Is social media responsible for our democracy’s current crisis? An increasing amount
of political information (and misinformation) gets disseminated online, and many
Americans do not trust the media, do not trust Congress and do not trust the
president. By many measures, voters are as polarized now as they have ever been in
recent memory.

Many observers — even, before he left office, President Barack Obama — have
tagged social media as a key driver of this crisis. The digital world offers no shortage
of potential villains: targeted Russian ads; shadowy purveyors of fake news; political
consultants like Cambridge Analytica wielding big data and cutting edge psychology;
and formerly fringe media players like Breitbart leaping into the mainstream.

But we risk giving too much weight to the newest and most frightening media
technologies. If any media platform is to blame, it is not the web. It is more likely
television, which is a more important source of political information. Growing
polarization may also result from structural economic changes, like rising inequality,
that have occurred in recent decades.

A few facts can help keep the role of social media in perspective. The share of
Americans who use social media as their primary source of political news and
information is rising fast but remains relatively small. Recent work by Mr. Gentzkow
and Hunt Allcott finds that only 14 percent of American adults reported that social
media was their most important source of news for the 2016 election. On the other
hand, 57 percent of American adults said that TV (cable, network or local) was their
most important source.

It’s also important which demographic groups use social media. In a paper
recently published in the Proceedings of the National Academy of Sciences, we show
that polarization has been growing as fast or faster among elderly Americans — those
least likely to use social media — as among those aged 18 to 39. This applies across a
broader set of demographic groups: Polarization increased as fast or faster among
the Americans least likely to use the internet compared with those who are most
likely.

In the 2016 election, President Trump was most popular among demographic groups
least likely to use social media. According to our calculations, Mr. Trump gained
support relative to Mitt Romney among non-internet-using voters, but actually lost
support among internet-using voters. An analysis by the media researchers Keith
Hampton and Eszter Hargittai likewise finds that Hillary Clinton’s supporters were
more likely to use Twitter and Reddit than Mr. Trump’s supporters.

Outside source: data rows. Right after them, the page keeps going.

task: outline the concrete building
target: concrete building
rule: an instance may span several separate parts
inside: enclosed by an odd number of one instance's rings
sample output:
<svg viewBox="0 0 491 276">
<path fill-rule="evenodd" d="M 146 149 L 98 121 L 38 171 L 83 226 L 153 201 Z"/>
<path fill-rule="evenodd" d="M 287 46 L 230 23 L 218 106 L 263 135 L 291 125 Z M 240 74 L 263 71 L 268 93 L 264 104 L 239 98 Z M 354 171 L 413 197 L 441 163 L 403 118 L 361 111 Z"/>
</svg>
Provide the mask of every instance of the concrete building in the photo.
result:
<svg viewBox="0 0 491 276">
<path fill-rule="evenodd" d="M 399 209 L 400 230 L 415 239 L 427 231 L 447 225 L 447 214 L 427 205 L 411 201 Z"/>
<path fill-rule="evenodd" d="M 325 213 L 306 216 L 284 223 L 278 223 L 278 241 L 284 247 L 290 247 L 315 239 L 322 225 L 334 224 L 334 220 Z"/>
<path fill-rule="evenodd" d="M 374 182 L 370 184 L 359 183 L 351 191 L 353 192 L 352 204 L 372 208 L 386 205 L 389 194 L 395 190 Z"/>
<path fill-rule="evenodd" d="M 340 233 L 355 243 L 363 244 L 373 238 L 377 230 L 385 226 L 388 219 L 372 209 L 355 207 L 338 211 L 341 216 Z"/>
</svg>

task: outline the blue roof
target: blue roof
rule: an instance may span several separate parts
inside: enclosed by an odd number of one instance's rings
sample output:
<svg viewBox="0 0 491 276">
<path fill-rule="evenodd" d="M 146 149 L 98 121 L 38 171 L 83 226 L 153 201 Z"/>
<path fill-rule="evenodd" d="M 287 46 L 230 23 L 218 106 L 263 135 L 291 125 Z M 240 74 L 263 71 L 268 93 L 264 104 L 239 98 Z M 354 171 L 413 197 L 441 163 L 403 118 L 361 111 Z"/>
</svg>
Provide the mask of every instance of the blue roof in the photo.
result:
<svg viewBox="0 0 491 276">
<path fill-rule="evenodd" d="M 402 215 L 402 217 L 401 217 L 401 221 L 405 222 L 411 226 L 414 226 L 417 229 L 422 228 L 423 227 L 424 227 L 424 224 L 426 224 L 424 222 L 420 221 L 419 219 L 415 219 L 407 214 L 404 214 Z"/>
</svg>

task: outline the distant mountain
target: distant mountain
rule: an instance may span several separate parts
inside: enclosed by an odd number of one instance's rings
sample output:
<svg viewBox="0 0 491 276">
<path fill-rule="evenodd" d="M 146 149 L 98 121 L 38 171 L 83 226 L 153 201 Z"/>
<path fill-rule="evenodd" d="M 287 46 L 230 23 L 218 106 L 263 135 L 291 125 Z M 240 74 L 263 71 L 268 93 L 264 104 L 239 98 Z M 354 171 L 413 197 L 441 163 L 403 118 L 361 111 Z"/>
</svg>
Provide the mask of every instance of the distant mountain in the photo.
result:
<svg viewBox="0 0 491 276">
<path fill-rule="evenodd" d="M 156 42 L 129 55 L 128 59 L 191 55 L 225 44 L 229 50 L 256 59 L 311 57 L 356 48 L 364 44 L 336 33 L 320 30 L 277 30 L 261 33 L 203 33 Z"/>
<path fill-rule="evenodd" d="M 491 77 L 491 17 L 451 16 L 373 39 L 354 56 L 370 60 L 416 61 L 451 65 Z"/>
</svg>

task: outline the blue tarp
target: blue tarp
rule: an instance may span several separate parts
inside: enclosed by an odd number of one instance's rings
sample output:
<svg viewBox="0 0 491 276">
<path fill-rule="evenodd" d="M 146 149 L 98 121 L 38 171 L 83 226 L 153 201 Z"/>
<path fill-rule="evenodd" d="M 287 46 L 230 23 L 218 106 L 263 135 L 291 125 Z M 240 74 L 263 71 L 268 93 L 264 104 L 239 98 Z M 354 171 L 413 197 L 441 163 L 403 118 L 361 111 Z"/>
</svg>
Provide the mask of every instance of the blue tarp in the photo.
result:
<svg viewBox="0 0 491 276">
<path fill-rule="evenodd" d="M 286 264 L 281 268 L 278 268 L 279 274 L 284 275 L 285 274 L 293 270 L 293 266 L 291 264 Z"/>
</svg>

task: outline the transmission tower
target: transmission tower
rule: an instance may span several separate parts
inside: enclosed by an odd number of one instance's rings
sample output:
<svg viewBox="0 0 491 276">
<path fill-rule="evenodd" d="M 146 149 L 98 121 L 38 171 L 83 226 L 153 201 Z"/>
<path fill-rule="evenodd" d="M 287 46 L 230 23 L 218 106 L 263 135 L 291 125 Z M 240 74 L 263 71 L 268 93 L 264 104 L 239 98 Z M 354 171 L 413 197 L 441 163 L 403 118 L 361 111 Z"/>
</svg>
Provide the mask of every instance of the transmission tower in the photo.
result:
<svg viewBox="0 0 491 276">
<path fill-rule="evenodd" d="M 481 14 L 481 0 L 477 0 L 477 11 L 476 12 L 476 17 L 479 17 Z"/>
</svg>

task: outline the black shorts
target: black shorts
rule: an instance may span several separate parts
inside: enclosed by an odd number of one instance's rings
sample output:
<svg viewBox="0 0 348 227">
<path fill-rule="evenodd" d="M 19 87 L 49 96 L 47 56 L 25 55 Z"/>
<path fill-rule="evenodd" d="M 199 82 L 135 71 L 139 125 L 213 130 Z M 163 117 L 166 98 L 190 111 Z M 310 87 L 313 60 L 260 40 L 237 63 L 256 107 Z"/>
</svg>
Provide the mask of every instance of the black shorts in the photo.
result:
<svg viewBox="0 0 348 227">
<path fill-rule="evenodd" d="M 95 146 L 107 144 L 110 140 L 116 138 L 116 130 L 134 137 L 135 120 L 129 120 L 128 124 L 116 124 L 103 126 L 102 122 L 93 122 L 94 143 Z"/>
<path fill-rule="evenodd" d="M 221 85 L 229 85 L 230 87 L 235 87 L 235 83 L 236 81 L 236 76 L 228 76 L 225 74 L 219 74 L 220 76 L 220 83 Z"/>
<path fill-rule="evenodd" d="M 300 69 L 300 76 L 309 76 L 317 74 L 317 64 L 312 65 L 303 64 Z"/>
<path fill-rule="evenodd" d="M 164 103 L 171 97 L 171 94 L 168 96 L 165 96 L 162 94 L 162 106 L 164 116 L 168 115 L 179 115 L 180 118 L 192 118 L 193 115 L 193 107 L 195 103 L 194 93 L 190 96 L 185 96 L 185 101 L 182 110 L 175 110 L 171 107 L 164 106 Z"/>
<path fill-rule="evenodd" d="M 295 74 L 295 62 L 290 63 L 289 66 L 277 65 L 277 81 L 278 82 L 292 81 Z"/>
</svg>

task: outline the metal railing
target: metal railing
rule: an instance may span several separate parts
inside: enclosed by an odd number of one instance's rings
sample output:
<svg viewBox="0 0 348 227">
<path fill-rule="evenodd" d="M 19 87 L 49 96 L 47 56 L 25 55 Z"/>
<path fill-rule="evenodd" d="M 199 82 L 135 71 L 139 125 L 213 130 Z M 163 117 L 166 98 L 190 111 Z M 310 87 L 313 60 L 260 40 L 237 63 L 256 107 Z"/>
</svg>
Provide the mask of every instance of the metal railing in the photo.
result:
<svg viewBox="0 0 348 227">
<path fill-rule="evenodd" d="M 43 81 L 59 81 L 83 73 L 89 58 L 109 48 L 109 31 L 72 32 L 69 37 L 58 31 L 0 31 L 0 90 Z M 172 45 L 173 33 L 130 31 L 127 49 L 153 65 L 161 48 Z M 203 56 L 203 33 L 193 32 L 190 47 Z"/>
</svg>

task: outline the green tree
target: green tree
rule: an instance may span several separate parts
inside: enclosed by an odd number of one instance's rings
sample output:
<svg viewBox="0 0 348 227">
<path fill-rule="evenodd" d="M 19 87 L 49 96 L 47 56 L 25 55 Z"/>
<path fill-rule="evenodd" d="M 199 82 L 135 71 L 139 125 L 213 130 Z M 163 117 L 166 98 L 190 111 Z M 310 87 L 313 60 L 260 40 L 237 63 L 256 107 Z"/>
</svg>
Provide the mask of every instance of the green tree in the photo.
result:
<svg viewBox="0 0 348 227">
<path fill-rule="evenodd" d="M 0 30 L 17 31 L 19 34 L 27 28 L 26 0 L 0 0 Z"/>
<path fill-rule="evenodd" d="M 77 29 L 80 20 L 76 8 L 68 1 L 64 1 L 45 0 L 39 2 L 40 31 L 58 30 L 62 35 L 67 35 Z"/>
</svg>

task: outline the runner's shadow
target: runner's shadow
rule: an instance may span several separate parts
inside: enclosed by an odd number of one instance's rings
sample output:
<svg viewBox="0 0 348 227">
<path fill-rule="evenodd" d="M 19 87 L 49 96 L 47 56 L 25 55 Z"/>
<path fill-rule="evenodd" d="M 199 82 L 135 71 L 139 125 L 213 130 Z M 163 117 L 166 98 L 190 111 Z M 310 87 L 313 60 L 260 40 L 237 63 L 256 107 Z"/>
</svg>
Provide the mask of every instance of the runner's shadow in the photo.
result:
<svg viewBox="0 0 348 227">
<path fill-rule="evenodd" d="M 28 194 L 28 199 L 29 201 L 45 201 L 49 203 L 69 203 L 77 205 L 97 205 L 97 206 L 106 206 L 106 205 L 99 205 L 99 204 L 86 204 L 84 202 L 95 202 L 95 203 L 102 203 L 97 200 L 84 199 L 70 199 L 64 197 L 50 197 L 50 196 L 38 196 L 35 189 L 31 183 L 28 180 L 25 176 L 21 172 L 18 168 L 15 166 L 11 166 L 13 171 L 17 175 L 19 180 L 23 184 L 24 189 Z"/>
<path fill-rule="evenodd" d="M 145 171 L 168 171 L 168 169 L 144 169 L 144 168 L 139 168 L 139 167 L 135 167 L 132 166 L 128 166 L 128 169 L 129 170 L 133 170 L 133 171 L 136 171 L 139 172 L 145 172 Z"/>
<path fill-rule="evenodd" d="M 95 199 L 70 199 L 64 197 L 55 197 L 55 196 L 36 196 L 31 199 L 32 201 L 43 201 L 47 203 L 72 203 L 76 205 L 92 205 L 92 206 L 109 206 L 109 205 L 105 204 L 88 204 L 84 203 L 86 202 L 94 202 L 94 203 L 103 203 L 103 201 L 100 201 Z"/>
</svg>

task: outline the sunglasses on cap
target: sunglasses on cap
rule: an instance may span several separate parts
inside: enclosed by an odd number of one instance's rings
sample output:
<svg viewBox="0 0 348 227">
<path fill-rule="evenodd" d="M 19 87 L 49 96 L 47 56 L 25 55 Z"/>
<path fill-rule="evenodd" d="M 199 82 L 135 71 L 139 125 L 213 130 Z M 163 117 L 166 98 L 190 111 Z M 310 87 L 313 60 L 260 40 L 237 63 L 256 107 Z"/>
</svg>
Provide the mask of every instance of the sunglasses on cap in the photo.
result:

And polarization was climbing steadily long before the rise of social media. In
our study, we find it has been growing since the 1980s — long before the internet, let
alone Facebook or Twitter, became popular choices for media consumption. We see
no clear increase in this trend in the period when digital sources were introduced.

Social media are likely to grow in importance over time, and none of these facts
rule out its having important effects today. We should be concerned about the effects
it has on its users, even if these users do not account for the bulk of overall
polarization. Young voters who use social media may share polarized views with
older voters who do not, and inflammatory content on social media can be picked up
and amplified by more mainstream outlets. Nevertheless, we believe these and other
data suggest social media are unlikely to be a main cause of rising polarization in
America. We think it is important not to lose sight of other factors that may play a
more important role.

Which brings us back to television — and in particular, the rise of partisan cable
like Fox News and MSNBC. A recent analysis using large-scale data identifies cable
television news as a major contributor to polarization. This narrative arguably fits
with the timing of the rise in interparty animus, and it is consistent with the rise in
polarization among groups — such as the elderly — with limited internet use but
high rates of television viewing.

We would also look to the behavior of politicians and the parties. Data from
congressional roll-call voting show that the increase in polarization in the Senate and
House started well before it can be detected for voters, and though elected leaders
follow their constituents much of the time, they can also lead them. Today the
parties seem to speak different languages, with Republicans talking about “illegal
aliens” and “the death tax” while Democrats talk about “undocumented workers”
and “the estate tax.” An analysis of the Congressional Record that Gentzkow and
Shapiro conducted with the statistician Matt Taddy finds that this linguistic rift
opened up right around the time of the Contract With America, when the Republican
leadership adopted a successful strategy of using wordcraft to frame the issues of the
day.

Where we suspect the most important causes lie is in the deeper structural
changes that have caused the experiences of those in the red and blue parts of the
country to diverge. A voter’s party identification is increasingly related to his or her
position in the income distribution, with the top quintile containing
disproportionately more Republicans. At the national level, income inequality and
polarization in Congress track each other closely. Furthermore, congressional
districts that were adversely affected by the rise of Chinese imports have been shown
to elect less centrist representatives from both parties.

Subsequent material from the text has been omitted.